The cost of hiring locum or temporary doctors for NHS hospitals in England has increased to more than £3/4 billion a year since the introduction of EU regulations to reduce doctors’ hours, the Royal College of Surgeons has reported.

 Figures obtained under the Freedom of Information Act show that annual spending on all hospital locum doctors has increased by almost £200 m in the past year alone and has almost doubled since 2007. For surgical locums, the spend is almost £1⁄4 bn per year. The RCS said that the increases have arisen as Trusts try to address hospital rota gaps created by the introduction of the European Working Time Regulations (EWTR). The RCS estimates that, since introducing the 48-hour working limits in UK hospitals, the NHS loses more than 400,000 hours of surgical time a month while still managing the same workload. The RCS commented that the effect of the EWTR has been particularly damaging for units providing 24-hour acute care where staffing requirements are high and complex. As a result, Trusts are forced to employ staff already working in their Trust in order to fill gaps (so-called “internal locums”). A survey carried out by the RCS earlier this year revealed that around half of surgeons are covering rota gaps in their own hospitals, regularly working beyond 48 hours. However, the largest increase has been in the amount paid to external locum agencies as the NHS is forced to seek doctors from all over the world on highly paid short-term contracts, as the supply of available UK doctors runs dry.
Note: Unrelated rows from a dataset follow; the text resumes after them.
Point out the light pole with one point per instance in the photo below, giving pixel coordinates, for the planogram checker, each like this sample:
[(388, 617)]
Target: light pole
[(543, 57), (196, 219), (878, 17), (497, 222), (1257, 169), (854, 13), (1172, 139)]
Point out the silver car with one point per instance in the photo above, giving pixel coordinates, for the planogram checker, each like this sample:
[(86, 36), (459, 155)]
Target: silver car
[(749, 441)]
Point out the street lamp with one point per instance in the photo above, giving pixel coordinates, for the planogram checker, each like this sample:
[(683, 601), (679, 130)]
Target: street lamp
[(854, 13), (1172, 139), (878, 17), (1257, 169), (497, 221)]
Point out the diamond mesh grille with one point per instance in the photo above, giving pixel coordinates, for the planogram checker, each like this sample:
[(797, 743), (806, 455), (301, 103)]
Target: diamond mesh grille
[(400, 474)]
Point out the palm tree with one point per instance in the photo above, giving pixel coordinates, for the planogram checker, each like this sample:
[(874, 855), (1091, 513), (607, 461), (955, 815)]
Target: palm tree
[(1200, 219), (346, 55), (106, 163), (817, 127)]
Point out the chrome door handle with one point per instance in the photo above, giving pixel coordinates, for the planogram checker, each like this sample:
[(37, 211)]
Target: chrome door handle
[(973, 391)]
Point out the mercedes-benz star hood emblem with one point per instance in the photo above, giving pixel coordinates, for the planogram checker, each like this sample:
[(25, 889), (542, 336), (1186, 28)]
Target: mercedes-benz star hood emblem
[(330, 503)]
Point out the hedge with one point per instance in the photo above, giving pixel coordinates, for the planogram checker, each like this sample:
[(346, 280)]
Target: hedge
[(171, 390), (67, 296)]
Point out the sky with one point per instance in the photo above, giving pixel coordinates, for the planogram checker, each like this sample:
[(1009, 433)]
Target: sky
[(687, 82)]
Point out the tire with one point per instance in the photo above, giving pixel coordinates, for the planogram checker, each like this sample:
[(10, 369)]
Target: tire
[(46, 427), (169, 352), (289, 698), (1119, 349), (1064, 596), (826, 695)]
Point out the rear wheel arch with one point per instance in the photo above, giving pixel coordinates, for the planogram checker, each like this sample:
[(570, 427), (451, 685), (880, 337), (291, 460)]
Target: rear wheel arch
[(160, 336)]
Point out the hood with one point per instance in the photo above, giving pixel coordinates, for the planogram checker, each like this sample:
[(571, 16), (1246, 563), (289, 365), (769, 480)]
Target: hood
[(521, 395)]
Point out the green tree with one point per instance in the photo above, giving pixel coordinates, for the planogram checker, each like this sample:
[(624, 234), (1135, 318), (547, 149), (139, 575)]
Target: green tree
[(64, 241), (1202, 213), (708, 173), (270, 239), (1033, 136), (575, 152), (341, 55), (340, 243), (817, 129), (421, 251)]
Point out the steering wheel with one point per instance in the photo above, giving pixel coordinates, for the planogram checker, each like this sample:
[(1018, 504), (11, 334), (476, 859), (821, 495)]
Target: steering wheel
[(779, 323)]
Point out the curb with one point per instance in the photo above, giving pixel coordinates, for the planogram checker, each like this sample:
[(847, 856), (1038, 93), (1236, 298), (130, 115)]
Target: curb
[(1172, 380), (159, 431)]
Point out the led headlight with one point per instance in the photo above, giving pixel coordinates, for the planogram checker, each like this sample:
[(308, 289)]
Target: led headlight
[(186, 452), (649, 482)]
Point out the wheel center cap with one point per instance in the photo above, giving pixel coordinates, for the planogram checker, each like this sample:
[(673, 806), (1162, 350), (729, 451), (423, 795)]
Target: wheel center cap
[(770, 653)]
Spending on external agencies has increased by almost £200 m in the past year to almost £1⁄2 bn in 2009/10. The RCS has voiced concerns about the impact on patient care as hospitals choose between running on skeleton staff or with doctors with no prior knowledge of the hospital they are working in, the patients they are treating, or the colleagues they are working with. John Black, president of RCS, said: “It seems ridiculous that, at a time of economic crisis, we are seeing astronomical sums of money being thrown at locum doctors in order to prop up services that are only falling apart because of an ill-conceived European law. “Unless hours for doctors working in 24-hour acute care medicine are relaxed to a sensible level, the pool of good, safe doctors will dry up and we will see more units close. The coalition Government has promised to deal with the issue, but the question is when?”